O presidente do Sindicato Nacional dos Oficiais de Polícia tem a expetativa de que esta decisão do Constitucional acelere as mudanças já defendidas pelos sindicatos.

"Entendemos que deve servir como impulso decisivo para a alteração do regulamento disciplinar que se impõe e que vem sendo adiada por motivos que não se compreendem.

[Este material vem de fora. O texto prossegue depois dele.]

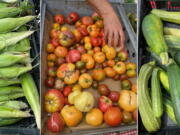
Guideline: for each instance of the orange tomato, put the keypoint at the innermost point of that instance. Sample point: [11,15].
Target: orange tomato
[94,117]
[71,115]
[100,23]
[67,72]
[113,116]
[110,63]
[61,51]
[96,49]
[72,78]
[50,48]
[77,35]
[87,39]
[99,57]
[51,57]
[120,67]
[56,26]
[64,28]
[130,66]
[98,74]
[110,72]
[134,88]
[78,24]
[89,60]
[109,51]
[50,64]
[131,73]
[128,100]
[88,46]
[85,80]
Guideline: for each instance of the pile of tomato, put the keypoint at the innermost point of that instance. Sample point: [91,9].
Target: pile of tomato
[79,58]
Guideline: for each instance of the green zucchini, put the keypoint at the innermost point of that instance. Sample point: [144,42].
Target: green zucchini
[173,72]
[169,109]
[173,41]
[172,31]
[150,122]
[177,57]
[152,28]
[8,121]
[169,16]
[156,94]
[164,80]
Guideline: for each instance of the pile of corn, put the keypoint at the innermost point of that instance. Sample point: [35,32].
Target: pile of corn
[15,63]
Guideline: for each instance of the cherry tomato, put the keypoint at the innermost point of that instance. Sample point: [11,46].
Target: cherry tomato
[59,19]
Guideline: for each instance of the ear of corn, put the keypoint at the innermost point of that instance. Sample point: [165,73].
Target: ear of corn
[7,82]
[3,5]
[10,58]
[8,121]
[10,90]
[11,96]
[9,1]
[9,12]
[7,112]
[12,38]
[14,71]
[22,46]
[31,94]
[14,104]
[10,24]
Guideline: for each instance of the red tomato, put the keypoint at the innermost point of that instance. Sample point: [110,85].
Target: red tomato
[67,90]
[96,41]
[59,19]
[72,18]
[87,20]
[56,123]
[114,96]
[54,33]
[55,42]
[83,31]
[54,100]
[113,116]
[49,82]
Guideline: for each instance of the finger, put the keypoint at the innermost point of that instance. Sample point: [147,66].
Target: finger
[106,35]
[110,38]
[122,40]
[116,38]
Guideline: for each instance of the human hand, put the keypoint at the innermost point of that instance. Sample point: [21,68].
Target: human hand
[114,34]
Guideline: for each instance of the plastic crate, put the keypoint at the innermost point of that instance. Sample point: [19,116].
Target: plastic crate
[50,8]
[167,126]
[27,126]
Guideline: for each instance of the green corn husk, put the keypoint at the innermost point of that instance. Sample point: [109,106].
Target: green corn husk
[10,58]
[32,96]
[14,104]
[10,90]
[14,71]
[10,24]
[8,121]
[7,112]
[7,82]
[12,38]
[22,46]
[12,96]
[9,1]
[3,5]
[9,12]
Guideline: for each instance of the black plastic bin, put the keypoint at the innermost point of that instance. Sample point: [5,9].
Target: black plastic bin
[27,126]
[167,126]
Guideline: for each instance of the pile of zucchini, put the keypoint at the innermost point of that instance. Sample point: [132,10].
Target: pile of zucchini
[159,80]
[15,63]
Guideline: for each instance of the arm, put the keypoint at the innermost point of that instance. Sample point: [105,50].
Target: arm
[114,34]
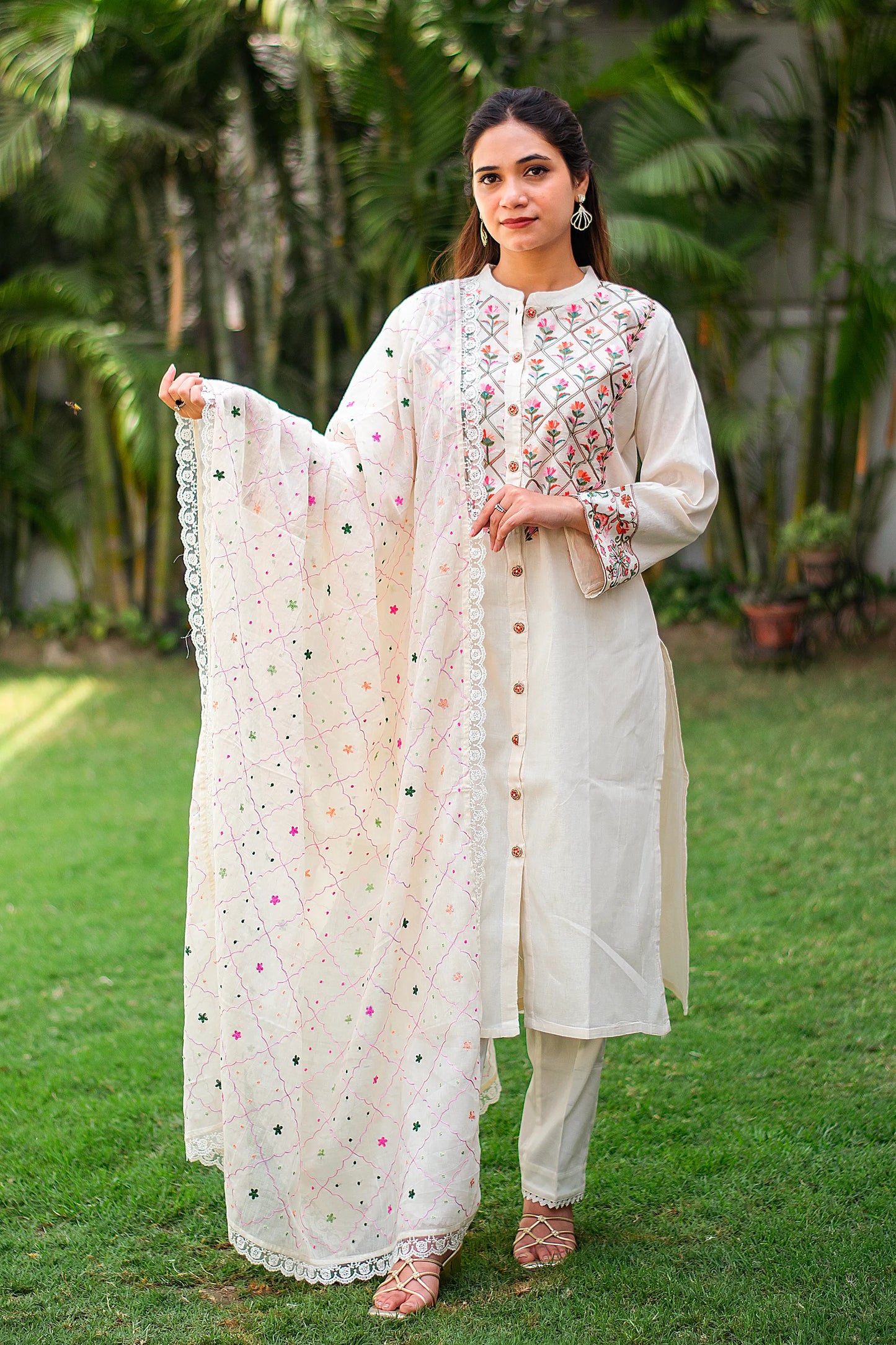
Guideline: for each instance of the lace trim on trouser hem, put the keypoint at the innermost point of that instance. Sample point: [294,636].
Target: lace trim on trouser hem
[489,1095]
[552,1204]
[365,1267]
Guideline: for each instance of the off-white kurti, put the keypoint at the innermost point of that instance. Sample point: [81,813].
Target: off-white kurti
[355,898]
[572,387]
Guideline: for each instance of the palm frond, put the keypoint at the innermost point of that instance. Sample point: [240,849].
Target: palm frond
[656,243]
[39,41]
[20,145]
[70,290]
[663,151]
[125,127]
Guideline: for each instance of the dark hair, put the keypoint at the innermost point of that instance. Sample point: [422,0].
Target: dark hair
[555,120]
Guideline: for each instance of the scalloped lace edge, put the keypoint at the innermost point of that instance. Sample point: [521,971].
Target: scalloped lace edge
[189,449]
[363,1267]
[552,1204]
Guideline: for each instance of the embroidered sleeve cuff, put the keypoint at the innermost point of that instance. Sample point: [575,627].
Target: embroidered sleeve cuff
[613,518]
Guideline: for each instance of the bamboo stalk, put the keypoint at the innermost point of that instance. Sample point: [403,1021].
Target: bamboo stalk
[108,540]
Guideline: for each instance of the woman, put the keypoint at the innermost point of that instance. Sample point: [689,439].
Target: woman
[438,782]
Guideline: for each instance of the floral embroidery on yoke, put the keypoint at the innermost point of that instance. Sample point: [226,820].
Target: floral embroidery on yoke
[575,374]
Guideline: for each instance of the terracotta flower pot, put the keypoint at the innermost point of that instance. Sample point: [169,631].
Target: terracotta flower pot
[774,625]
[820,568]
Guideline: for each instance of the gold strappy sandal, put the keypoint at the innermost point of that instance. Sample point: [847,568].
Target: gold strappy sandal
[394,1281]
[543,1242]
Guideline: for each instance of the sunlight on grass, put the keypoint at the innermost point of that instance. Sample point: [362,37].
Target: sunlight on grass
[31,709]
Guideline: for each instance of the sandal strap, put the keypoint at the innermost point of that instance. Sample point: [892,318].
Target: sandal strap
[410,1263]
[561,1235]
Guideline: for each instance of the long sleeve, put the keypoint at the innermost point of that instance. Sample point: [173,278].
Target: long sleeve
[639,524]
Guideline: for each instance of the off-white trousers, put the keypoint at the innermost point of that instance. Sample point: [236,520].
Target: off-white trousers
[558,1115]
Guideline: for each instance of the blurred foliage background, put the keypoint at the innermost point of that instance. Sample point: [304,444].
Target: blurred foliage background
[247,187]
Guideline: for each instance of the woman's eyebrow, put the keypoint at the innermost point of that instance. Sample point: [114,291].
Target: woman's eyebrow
[524,161]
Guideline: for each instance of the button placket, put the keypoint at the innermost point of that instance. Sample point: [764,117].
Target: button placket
[512,398]
[518,677]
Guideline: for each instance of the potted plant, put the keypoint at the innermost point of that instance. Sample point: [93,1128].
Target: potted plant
[818,538]
[774,615]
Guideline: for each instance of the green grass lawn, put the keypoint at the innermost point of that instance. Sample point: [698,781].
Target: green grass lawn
[742,1169]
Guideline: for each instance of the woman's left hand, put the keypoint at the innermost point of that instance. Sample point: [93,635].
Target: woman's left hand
[527,509]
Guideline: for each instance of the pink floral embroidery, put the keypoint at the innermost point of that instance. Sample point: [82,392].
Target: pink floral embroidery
[613,519]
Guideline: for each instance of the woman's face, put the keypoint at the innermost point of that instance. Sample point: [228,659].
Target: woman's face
[523,187]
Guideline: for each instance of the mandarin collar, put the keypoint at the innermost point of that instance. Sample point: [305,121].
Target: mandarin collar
[539,298]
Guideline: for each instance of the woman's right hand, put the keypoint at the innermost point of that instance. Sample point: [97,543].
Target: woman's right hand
[186,389]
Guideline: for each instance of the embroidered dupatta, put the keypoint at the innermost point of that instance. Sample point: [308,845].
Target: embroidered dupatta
[337,820]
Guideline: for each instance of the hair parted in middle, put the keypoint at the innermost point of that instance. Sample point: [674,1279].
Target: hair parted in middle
[556,123]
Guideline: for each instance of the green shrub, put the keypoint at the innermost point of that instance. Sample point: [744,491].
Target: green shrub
[69,620]
[817,530]
[684,595]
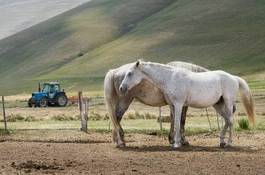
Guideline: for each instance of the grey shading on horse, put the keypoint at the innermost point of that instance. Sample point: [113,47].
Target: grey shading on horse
[182,87]
[146,92]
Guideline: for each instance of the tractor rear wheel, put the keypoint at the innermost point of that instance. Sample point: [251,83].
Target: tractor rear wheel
[30,102]
[43,102]
[61,100]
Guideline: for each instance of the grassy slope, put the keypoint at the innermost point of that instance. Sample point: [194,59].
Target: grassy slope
[50,45]
[224,34]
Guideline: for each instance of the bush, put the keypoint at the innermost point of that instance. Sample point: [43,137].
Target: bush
[64,118]
[14,118]
[243,123]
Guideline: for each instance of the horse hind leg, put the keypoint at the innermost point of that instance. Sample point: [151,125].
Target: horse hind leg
[182,127]
[226,111]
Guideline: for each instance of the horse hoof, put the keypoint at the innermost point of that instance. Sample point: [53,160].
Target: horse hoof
[185,143]
[222,145]
[121,145]
[176,145]
[170,139]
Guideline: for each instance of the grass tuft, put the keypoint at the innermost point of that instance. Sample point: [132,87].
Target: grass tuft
[243,124]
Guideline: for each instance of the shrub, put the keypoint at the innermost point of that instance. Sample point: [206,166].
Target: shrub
[15,117]
[243,123]
[63,118]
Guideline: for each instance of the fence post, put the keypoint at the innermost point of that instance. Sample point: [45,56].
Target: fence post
[83,111]
[217,119]
[4,112]
[210,125]
[160,119]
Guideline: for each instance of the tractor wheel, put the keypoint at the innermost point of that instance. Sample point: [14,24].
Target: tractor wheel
[43,102]
[30,102]
[61,100]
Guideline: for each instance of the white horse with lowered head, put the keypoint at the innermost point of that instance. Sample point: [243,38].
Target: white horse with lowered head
[146,92]
[182,87]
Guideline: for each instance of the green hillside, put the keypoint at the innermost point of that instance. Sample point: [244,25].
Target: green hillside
[78,47]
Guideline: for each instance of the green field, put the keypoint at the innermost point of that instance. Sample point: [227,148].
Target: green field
[78,47]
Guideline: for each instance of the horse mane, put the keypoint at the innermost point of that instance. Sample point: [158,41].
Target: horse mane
[189,66]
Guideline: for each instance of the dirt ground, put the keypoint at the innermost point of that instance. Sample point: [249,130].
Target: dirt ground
[144,154]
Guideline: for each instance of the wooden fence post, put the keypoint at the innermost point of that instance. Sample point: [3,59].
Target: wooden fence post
[217,119]
[160,119]
[210,125]
[83,104]
[4,112]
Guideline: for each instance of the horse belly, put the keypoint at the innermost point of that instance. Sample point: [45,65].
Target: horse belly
[204,97]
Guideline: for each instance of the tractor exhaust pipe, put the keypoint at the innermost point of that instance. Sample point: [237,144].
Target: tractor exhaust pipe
[39,87]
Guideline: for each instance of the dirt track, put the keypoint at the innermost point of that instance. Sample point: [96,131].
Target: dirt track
[144,154]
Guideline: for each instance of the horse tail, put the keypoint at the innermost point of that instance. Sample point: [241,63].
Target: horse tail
[109,95]
[247,99]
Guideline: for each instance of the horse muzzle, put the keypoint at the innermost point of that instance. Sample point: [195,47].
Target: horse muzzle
[123,89]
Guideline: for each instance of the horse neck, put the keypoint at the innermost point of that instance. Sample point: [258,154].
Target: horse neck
[156,74]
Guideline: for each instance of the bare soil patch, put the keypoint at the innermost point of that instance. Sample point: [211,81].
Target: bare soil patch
[144,154]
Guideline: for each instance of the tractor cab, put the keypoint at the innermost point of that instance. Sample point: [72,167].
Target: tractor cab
[51,88]
[49,95]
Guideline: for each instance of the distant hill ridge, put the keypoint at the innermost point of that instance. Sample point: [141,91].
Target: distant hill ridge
[79,46]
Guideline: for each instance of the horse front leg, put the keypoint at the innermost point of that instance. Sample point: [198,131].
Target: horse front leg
[182,125]
[177,119]
[121,108]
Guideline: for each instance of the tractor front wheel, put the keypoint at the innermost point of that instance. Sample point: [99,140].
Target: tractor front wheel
[30,103]
[61,100]
[43,102]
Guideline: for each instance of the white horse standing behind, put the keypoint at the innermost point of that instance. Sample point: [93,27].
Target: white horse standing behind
[200,90]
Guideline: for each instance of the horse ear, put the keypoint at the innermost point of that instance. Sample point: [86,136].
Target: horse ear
[137,63]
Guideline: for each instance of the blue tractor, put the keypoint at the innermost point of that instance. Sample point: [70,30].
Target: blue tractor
[50,95]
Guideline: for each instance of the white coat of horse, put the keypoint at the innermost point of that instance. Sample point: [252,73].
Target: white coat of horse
[146,92]
[182,87]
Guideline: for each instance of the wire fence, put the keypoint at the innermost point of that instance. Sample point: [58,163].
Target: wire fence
[19,116]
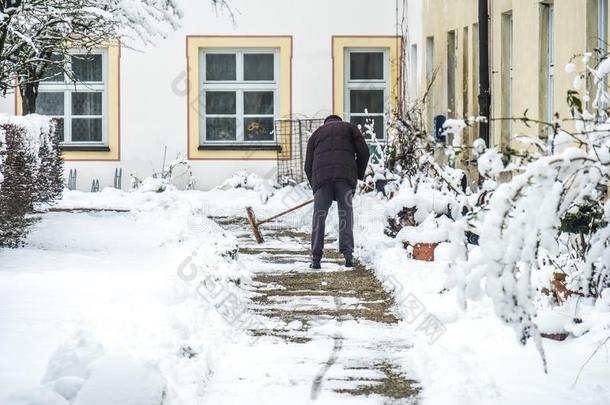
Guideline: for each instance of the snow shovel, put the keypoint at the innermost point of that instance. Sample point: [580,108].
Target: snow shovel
[254,224]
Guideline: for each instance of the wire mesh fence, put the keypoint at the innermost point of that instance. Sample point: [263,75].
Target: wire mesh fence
[292,141]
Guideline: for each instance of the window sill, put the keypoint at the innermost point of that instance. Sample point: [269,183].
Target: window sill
[85,148]
[239,147]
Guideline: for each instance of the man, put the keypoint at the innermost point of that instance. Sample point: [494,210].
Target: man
[337,156]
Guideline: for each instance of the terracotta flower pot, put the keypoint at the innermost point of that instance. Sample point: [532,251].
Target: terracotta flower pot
[561,292]
[423,251]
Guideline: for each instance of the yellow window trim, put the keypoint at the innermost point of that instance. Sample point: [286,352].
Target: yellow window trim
[193,45]
[114,78]
[340,43]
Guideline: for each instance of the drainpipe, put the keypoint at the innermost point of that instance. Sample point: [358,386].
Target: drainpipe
[484,90]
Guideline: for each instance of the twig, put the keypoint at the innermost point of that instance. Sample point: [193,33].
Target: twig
[603,343]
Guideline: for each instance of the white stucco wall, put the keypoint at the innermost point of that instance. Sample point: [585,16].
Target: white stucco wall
[153,82]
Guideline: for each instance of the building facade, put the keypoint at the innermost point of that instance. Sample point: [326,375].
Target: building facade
[531,42]
[212,90]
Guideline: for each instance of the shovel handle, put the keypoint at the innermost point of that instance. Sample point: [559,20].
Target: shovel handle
[264,221]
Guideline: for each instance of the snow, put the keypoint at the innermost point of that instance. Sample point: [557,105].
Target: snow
[101,307]
[490,163]
[72,306]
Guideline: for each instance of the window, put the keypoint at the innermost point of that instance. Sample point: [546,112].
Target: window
[547,61]
[239,96]
[507,76]
[430,72]
[465,72]
[79,107]
[367,89]
[547,66]
[451,72]
[475,76]
[414,73]
[602,24]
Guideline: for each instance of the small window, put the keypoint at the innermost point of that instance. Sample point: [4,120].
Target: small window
[366,90]
[258,66]
[239,97]
[366,66]
[76,101]
[219,67]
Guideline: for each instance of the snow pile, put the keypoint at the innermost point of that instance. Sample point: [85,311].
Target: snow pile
[249,181]
[427,200]
[490,163]
[455,128]
[152,315]
[431,230]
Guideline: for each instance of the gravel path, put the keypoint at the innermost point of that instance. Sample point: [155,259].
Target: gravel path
[327,336]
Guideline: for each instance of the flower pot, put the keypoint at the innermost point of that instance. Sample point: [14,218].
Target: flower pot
[423,251]
[560,291]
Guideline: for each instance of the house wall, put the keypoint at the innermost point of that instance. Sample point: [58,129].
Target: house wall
[153,80]
[572,23]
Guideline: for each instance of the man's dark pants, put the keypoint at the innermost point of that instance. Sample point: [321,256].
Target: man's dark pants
[342,192]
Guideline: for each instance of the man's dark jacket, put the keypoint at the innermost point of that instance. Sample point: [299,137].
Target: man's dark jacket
[336,151]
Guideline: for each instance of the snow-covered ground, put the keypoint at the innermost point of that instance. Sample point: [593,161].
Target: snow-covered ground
[107,298]
[101,297]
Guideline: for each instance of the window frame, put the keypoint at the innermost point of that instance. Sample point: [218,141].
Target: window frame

Reforço que, do conhecimento que tenho, o processo está bloqueado no ministério há muito tempo", frisou Henrique Figueiredo.

Decisão do TC

O acórdão do Tribunal Constitucional (TC), datado de 3 de fevereiro deste ano, a que agência Lusa teve acesso, nesta quinta-feira, julgou "inconstitucional a norma do artigo 38.º, n.º 1, do Regulamento Disciplinar da Polícia de Segurança Pública (...), por violação do princípio da presunção de inocência do arguido (...), conjugado com o princípio da proporcionalidade".

A decisão surge na sequência do recurso interposto pelo Ministério Público, que discordou do Tribunal Administrativo e Fiscal de Sintra, o qual, por acórdão proferido em abril de 2015, já considerara que a regra violava estes princípios, e deu razão a um polícia que intentou uma ação de impugnação contra o ato do diretor nacional da PSP que, ao abrigo desta norma e com base num despacho de pronúncia contra o agente policial, "determinou a suspensão de funções até à decisão final absolutória ou até à decisão final condenatória".

O arguido em causa está a ser julgado em Lisboa, num processo com mais 12 polícias da divisão de Cascais, 14 civis e uma empresa, pronunciados por segurança privada ilegal, tráfico de droga e de armas, extorsão, corrupção e coação, entre outros crimes.

Em declarações à Lusa, o advogado que avançou com a ação de impugnação, destaca a importância desta decisão do Constitucional, que apenas abrange o caso concreto do seu cliente e não tem força geral e obrigatória.

"Esta decisão do Tribunal Constitucional é inédita e consideramo-la muito importante porque, além do meu cliente, estão muitos outros polícias suspensos de funções por via desta norma, quando a mesma foi agora declarada inconstitucional", sublinhou Hélder Cristóvão.

O n.º 1 do artigo 38.º do Regulamento Disciplinar da PSP vigora desde 20 de fevereiro de 1990, e refere que "o despacho de pronúncia ou equivalente com trânsito em julgado em processo penal por infração a que corresponda pena de prisão superior a três anos determina a suspensão de funções e a perda de um sexto do vencimento base até à decisão final absolutória, ainda que não transitada em julgado, ou até à decisão final condenatória".

Sempre que os polícias/arguidos requeiram a abertura de instrução e o Juiz de Instrução Criminal decida por um despacho de pronúncia e consequente julgamento, o tribunal informa a Direção Nacional da PSP que automaticamente aplica o artigo 38.º, n.º 1.

Caso não haja abertura de instrução, após o Ministério Público deduzir acusação, o processo segue diretamente para julgamento e esta norma não se aplica.

O TC reconhece que a medida de suspensão automática de funções de polícias sujeitos a despachos de pronúncia pode ser encarada como uma medida cautelar destinada a preservar, independentemente de qualquer outra ponderação, a integridade e o prestígio da função policial na sua relação com os cidadãos e com o público em geral.

Contudo, os juízes do Constitucional frisam que há princípios que têm de ser respeitados.

"A sujeição do arguido a uma medida, ainda que de natureza cautelar, que se baseie num juízo de probabilidade de futura condenação, viola o princípio da presunção de inocência que se encontra constitucionalmente garantido até à sentença definitiva, pois que é aplicada com o exclusivo fundamento numa presunção de culpabilidade", sustenta o acórdão do TC, que teve como relator o juiz Carlos Fernandes Cadilha.